Or put it another way: her magazine Living Marxism thought it could get away with smearing journalists exposing ethnic cleansing in the former Yugoslavia and was bankcrupted out of existence.
Fox says her political hero is Trotsky:
because he had the courage to write The Revolution Betrayed, admitting that everything he had fought for had been compromised and explaining how and why
good answer.
She also says the smoking ban:
drives me mad with its petty, draconian assault on liberty
You know who the smoking ban helps? People who work in pubs and clubs. They had no choice but to breath in carciogenic fumes. (Lots of info here) Staff in restaurants and casinos and bookies and bingo halls all faced having their health affected through the actions of others. You wouldn't expect a builder to handle asbestos without the proper safety equipment so why expect a barman to swallow your smoke?
And the majority of people working in pubs and restaurants and casinos and bingo halls are working class - not much point in the RCP leading the the proletariat to victory if half of them are struggling with emphysema. Trotsky would not have deployed such woolly arguments.
And as for her political hate figure
Al Gore or any one of today’s self-styled eco-warriors who preach apocalypse and restraint. Gore embodies a particular brand of ‘greener than thou-ism’ that I despise, as he finger-wags at those of us who dare argue people are more important than the planet and development is more crucial than carbon-counting
Well Gore'sa bit of a pain sometimes, true, and his wife was responsible for the parental advisory labels on albums which did sooo much to stop people swearing on rap records.
But for cockeyed statements this is great. So is climate change happening or not? Fox seems to suggest it is but it's more important (as per an earlier answer she gives) that we enjoy our cheap Ryanair Flights.
Quick digression: Fox actually says
thank you Ryanair
That's Ryanair, one of the most vicious companies around in how it treats its staff (this release is a little old but will suffice for evidence). Fox, is your head seriously that far up your own whatsit?

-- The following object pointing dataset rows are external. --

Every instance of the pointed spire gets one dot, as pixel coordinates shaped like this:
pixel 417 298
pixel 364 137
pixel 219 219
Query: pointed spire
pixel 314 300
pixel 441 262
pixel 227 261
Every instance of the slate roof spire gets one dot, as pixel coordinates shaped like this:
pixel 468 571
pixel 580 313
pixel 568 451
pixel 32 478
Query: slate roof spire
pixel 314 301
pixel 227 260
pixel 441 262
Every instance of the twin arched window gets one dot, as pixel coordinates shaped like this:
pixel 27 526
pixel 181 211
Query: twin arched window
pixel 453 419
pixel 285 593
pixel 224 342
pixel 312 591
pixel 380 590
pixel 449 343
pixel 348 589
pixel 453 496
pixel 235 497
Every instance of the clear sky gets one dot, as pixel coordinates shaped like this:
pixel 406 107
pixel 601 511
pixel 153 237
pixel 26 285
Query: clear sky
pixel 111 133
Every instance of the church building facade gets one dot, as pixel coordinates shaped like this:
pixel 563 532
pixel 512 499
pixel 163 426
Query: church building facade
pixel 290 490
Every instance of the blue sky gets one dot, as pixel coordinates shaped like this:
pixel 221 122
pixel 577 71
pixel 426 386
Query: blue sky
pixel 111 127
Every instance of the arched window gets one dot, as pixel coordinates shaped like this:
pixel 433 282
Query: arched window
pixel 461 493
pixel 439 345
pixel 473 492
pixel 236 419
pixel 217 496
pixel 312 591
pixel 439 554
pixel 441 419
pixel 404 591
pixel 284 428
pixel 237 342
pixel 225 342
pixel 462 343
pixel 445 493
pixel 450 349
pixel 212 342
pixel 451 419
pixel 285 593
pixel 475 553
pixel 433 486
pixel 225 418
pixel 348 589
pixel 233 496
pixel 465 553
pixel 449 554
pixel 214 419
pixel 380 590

Sorry, back to the main programme. Where were we. Oh yes, finger-wagging greens. Um, if the planet is becoming a less pleasant place doesn't that kind of affect people? And which people do you think get affected most? Is it, um, those less able to buy themselves a ticket somewhere safer? Or is climate change not happening and therefore you are at odds with the majority of scientific opinion? (And what's your evidence).
Come on Fox, make it difficult for us - let's try and put together a semi-coherent argument that doesn't scream: "I have no scruples and will do anything for wonga".
Fox is asked about her most memorable time in politics:
The miners’ strike. The striking miners on picket lines in the Midlands read the FT, grilled me about international politics, the economy, culture etc and taught me never to underestimate or patronise working class people.
Good answer. Bugger, it's much easier to hate.
I got a military escort in Bosnia a couple of years ago when I was on an assignment. I jumped into this Landrover and there was a copy of Wilde's Salome on the dashboard. So I turned to the well-spoken captain accompanying me and asked what he thought of it and the driver, a private, quiet bloke, said that actually it was his. If it makes you cringe, how do you think I feel.
Fox is right: never underestimate and never patronise - but I would add, any class.